Understand that I intend “gimmick” as non-pejorative. As a performer it is useful and even vital to have one. But also understand that once you have chosen one, or it has chosen you, escape becomes perilous. When your audience has accepted you as one thing, it almost definitely will not like it so much should you decide to become another. Critics are worse. Stuck in a moment, the choice is likely to evolve and court contempt or indifference from those who want you to stay the way you are, or to accept a stasis unnatural to the human condition.

Some of those performers I knew from Bloomington aren’t here anymore. To many of their devotees, I gather, they disappeared into legend.
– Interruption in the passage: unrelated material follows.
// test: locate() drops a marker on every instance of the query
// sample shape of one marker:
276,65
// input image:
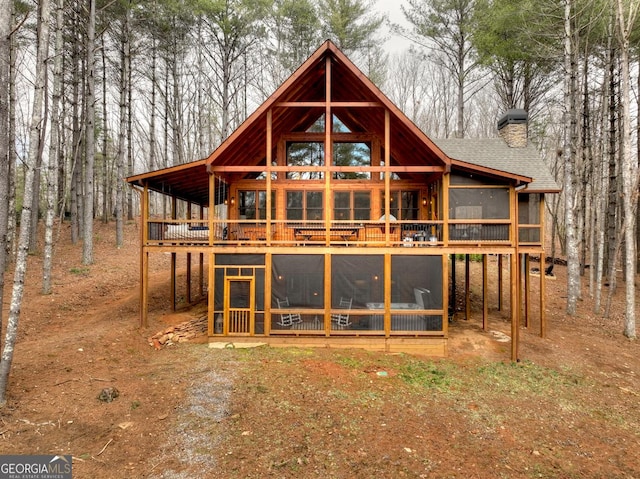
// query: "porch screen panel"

I mean no disrespect—they were my friends—but I’m not so sure that’s what that they disappeared into.

Aloha Means Goodbye

Ultimately, the success of Aloha from Hawaii was staggering. It is estimated that somewhere between 1 and 1.5 billion viewers tuned in worldwide, through network and satellite TV, underscoring yet again my scientifically unprovable suspicion that America in the 1970’s was the strangest place in the history of the universe to date. The set builds: a medley of Little Richard’s “Long Tall Sally” and Jerry Lee’s “Whole Lotta Shakin' Goin’ On.” The lunatic but somehow predictable and rousing “American Trilogy” consisting of “Dixie,” “The Battle Hymn of the Republic,” and the spiritual “All My Trials.”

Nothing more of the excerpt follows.